In today’s American Spectator, Acton’s Director of Research Samuel Gregg notes that left-wing politicians, supporters of socialism, and social engineers seem to have taken over – not just in American politics, but globally. Why? Gregg suggests three reasons:
One abiding cause of the left’s on-going ascendency, I’d suggest, is that the visible weakening of orthodox religion throughout the West. As the 20th century Jesuit theologian Henri de Lubac observed, liberalized forms of Judaism and Christianity don’t involve abandonment of a desire for the transcendent. Man, he claimed, remains homo religiosus.
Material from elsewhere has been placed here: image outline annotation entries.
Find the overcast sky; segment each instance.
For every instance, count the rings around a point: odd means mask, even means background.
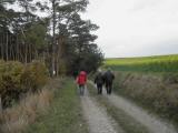
[[[178,0],[90,0],[106,58],[178,53]]]

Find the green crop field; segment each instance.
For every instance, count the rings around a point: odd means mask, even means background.
[[[106,59],[105,68],[115,71],[178,72],[178,54]]]

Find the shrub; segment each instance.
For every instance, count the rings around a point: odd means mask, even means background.
[[[48,80],[48,71],[41,62],[27,65],[12,61],[0,62],[0,96],[4,108],[12,105],[22,93],[37,91]]]

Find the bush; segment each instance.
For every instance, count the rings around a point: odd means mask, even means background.
[[[48,80],[48,71],[41,62],[27,65],[12,61],[0,62],[0,95],[4,108],[19,100],[21,94],[37,91]]]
The yearning for the eschaton subsequently gets channeled by liberal religion into the pursuit of this-worldly commitments …
A second enduring dynamic that’s boosting the left’s forward-march, and which is perhaps even less curable by policy-changes. It is, in a word, democracy.
By this, I don’t mean the formal participation of increasing numbers of citizens in the process of decision-making. Sometimes that’s a good thing. Rather, I have in mind what the French philosopher Alexis de Tocqueville identified as the force that underpins democracy’s emergence: the passion for equality …
A third powerful long-term influence—reflects the hermeneutics of suspicion that’s been part-and-parcel of left-wing thought at least since Marx. Tocqueville, however, claimed that he knew of no country with “less independence of mind and true freedom of discussion” than American democratic society.
This sounds strange to us. Isn’t freedom of speech treasured by many Americans? But Tocqueville’s point is that the democratic craving for equality-as-sameness can make “certain thoughts seem suddenly to disappear from the memory of men” and bolsters a “censorship a thousand times more powerful than that exercised by power.”
Gregg concludes that the left thinks “long-term” and this appeals to the masses. Why, he asks, doesn’t the right do the same?